Outside was a shambles. Mechs prowled high up in the esty spaces. He could not see the pyramid at all but the rumpled horizon looked a lot like the distant perspective from the pyramid top, only seen from the other side. A man came loping by Toby and in response to a shouted question answered only, “Magnetic Mind’s dead! Dead!” and ran on.
Nikka too, he supposed. And maybe Walmsley as well.
He had grown up on the move and retreats were his specialty. The Galactic Library had seemed the most solid and reliable thing he had ever seen, and Walmsley had stayed alive a long time, but if it was all gone it was just gone and he would not think about it any further. He settled in.

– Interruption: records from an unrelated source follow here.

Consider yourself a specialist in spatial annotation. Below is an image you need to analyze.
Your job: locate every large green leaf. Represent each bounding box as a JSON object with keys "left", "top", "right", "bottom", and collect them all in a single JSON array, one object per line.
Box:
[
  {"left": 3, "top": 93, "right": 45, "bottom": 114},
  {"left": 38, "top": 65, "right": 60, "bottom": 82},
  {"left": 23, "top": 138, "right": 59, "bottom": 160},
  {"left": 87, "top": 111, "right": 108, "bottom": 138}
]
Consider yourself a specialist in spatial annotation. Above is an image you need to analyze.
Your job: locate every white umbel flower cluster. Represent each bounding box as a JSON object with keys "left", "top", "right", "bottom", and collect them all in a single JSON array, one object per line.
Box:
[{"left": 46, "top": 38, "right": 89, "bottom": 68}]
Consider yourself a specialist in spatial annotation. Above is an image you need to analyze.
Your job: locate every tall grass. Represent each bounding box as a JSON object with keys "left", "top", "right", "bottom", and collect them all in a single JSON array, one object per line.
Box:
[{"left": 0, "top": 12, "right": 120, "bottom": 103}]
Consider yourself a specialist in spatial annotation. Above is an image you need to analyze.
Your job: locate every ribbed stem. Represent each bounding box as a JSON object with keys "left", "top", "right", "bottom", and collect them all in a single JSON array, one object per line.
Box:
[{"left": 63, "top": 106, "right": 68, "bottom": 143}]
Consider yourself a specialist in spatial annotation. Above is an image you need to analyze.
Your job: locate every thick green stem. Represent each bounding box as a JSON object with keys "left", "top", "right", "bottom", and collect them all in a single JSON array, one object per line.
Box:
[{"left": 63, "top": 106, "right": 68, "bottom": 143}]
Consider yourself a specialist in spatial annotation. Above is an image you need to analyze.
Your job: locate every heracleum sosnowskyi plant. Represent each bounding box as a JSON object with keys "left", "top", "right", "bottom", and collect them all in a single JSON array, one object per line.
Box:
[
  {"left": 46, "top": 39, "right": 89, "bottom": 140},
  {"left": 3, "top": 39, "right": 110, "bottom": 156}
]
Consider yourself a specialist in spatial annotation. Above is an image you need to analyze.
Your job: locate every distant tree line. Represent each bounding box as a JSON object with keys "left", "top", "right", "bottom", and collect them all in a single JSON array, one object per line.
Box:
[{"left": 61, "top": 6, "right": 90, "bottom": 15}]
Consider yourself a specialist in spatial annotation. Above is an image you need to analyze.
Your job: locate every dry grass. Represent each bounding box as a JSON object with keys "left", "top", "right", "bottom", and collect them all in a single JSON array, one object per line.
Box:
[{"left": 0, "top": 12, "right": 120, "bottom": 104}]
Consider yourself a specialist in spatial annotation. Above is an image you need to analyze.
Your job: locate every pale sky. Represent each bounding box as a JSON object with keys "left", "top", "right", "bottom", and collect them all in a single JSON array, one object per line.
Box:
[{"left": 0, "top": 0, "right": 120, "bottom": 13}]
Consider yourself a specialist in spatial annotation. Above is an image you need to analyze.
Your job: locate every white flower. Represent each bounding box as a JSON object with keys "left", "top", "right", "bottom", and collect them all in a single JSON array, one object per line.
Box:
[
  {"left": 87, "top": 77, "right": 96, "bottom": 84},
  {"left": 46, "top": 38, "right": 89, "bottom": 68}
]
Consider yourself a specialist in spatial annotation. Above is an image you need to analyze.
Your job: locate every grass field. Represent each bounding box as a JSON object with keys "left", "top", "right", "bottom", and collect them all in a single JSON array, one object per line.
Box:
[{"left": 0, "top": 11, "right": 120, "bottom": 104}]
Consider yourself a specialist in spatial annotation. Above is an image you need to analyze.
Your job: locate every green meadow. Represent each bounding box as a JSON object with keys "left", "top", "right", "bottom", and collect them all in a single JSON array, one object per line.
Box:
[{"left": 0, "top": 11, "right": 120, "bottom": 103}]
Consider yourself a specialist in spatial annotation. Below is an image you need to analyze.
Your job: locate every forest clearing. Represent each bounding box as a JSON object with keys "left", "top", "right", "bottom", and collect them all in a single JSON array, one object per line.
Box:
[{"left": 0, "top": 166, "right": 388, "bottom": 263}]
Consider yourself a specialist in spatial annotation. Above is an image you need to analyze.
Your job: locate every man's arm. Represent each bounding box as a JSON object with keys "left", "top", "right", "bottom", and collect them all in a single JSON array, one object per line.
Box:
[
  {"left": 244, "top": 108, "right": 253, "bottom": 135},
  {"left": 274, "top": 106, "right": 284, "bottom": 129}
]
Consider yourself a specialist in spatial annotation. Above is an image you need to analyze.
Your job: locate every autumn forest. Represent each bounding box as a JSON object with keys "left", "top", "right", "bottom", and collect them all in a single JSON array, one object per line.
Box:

His boots adjusted themselves without his thinking. For broken ground they grew high insteps and sturdy heels. As he picked up the pace the heels shaped in response to being slammed down at a particular angle and pivot. They threw him forward of his normal stance, making Toby feel as if he were being helped ahead.
Boots could even be made into serviceable weapons. They sharpened along the outer edge if lifted well free of the ground and the leg cocked into kicking position. They could slam-cut certain mech parts in a way that was not pretty.
A slim shiny thing like a snake came zipping through the air and veered toward him. He had no time for a microwave burst or any of the other weaponry so he sprang at it, boot first. He caught it in its middle and the boot did the rest. The edge could sense material and slice it, his internal systems having already given the command when they sensed his alarm. They were better than the human nervous system, and quicker.
This was called “giving ’em the leather” in Family lore, though of course nothing had been made of animal parts within living memory and the idea would have horrified any of the Families. His Isaac Aspect refused to confirm that any Bishops of ancient times had been animal-eaters. Toby suspected that Isaac was concealing his own habits but did not pry. He had other things on his mind.